说著,她一把拉起被嚇得呆住的安安,转身就要往马路对面走。
“妈妈。”安安被她拽得一个踉蹌,有些惊恐地哭喊起来,他再聪明毕竟也只是一个五岁孩子。
“阮可,你发什么疯。”顾沉舟也没想到她会直接要带孩子走,下意识地上前一步想要阻拦。
“够了,都冷静点。”傅子穆终於看不下去,一个箭步上前,拦在了阮可面前,
“阮可!別衝动!这么晚了,你要带著孩子去哪里?还有沉舟,你刚才说的那是什么混帐话!快道歉!”

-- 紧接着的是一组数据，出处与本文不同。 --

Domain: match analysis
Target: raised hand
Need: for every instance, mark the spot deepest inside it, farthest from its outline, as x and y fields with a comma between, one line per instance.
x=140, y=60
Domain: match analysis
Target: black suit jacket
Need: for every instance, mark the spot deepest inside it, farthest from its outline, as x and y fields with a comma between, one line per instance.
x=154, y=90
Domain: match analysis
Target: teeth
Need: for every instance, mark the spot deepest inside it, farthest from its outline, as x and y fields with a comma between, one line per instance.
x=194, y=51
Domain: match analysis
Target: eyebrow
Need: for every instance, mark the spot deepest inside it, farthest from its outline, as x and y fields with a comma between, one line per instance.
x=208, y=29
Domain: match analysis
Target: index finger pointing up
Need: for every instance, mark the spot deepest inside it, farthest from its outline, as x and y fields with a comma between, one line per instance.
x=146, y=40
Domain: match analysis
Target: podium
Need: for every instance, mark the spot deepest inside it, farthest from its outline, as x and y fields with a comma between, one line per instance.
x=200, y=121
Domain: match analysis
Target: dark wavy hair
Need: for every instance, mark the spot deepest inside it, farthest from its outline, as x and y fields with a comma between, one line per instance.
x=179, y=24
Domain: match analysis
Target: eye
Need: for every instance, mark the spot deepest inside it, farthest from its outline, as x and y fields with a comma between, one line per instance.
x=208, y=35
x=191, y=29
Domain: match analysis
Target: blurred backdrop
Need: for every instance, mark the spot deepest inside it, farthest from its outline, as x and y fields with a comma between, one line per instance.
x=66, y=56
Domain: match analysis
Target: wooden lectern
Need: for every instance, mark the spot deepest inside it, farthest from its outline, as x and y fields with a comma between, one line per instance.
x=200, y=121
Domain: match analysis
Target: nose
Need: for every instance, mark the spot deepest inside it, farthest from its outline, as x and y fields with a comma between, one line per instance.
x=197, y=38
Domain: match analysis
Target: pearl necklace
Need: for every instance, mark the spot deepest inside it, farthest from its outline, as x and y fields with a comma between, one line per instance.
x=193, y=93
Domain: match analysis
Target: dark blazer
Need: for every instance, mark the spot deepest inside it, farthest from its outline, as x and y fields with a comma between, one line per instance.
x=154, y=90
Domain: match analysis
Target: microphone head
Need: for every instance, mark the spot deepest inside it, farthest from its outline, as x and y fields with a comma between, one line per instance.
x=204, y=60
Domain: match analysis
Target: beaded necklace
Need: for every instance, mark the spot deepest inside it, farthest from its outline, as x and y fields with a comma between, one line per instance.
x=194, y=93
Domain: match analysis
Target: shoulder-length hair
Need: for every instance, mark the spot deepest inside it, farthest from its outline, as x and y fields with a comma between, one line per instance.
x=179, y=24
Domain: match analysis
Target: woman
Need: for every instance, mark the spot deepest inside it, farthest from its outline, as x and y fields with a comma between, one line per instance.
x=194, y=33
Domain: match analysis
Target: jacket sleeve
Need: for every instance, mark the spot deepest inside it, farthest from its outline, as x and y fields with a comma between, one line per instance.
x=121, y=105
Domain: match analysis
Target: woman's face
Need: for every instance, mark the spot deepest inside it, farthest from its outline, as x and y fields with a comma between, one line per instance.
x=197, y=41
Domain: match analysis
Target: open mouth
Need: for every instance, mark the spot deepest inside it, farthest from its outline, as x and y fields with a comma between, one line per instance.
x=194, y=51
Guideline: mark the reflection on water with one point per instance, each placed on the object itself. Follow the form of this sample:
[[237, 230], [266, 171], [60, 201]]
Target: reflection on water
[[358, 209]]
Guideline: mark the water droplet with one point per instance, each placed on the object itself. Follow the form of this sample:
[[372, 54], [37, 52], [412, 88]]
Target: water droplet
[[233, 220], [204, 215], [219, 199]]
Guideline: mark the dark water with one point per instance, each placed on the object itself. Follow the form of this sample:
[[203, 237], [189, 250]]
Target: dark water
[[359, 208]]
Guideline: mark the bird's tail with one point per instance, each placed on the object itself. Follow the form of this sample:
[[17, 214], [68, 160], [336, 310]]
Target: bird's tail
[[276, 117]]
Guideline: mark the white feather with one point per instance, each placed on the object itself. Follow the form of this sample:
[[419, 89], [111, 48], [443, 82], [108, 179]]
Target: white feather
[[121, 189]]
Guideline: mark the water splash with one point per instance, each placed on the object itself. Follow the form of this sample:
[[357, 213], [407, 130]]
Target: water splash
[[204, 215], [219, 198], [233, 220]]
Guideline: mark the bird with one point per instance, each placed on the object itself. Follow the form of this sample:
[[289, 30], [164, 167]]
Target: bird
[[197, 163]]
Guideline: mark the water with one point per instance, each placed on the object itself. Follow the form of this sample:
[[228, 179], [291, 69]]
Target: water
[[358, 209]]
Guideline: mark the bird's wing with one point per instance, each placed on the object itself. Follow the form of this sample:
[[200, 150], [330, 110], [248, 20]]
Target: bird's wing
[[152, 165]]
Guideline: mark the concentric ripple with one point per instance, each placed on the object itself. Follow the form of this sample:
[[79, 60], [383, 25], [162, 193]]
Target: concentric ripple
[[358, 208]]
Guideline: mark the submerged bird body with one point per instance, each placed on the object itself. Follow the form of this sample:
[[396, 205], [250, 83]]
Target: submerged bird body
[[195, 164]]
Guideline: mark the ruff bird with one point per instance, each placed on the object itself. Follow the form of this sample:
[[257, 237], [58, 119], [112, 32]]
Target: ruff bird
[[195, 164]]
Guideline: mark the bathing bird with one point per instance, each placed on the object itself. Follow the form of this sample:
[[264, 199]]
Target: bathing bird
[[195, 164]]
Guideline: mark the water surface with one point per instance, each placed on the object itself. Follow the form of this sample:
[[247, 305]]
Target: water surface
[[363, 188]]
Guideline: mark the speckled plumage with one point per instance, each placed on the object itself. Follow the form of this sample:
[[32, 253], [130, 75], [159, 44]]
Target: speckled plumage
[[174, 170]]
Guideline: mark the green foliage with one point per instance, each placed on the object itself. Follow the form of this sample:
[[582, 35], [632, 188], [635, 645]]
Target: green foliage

陆詡在一旁看得直皱眉,顾沉舟这话也確实太过分了,他忍不住插嘴:“顾哥,这话確实过了啊。”
顾沉舟看著被阮可紧紧拽著手臂、嚇得小脸发白的安安,理智终於彻底回笼。
他意识到自己刚才被情绪冲昏头脑,说出了多么混帐的话。
他深吸一口气,压下心头的烦躁和懊悔,走上前,“阮可,刚才是我口不择言,对不起。我不该说那种话。”
他顿了顿,目光落在儿子身上,语气软化了些:“这么晚了,別闹了,先带孩子回家,安安嚇坏了。”
阮可停住脚步,背对著他,肩膀微微颤抖,没有回头,但也没有再执意离开。
傅子穆的话点醒了她,这么晚带著孩子能去哪里?她可以赌气,但不能拿孩子的安全开玩笑。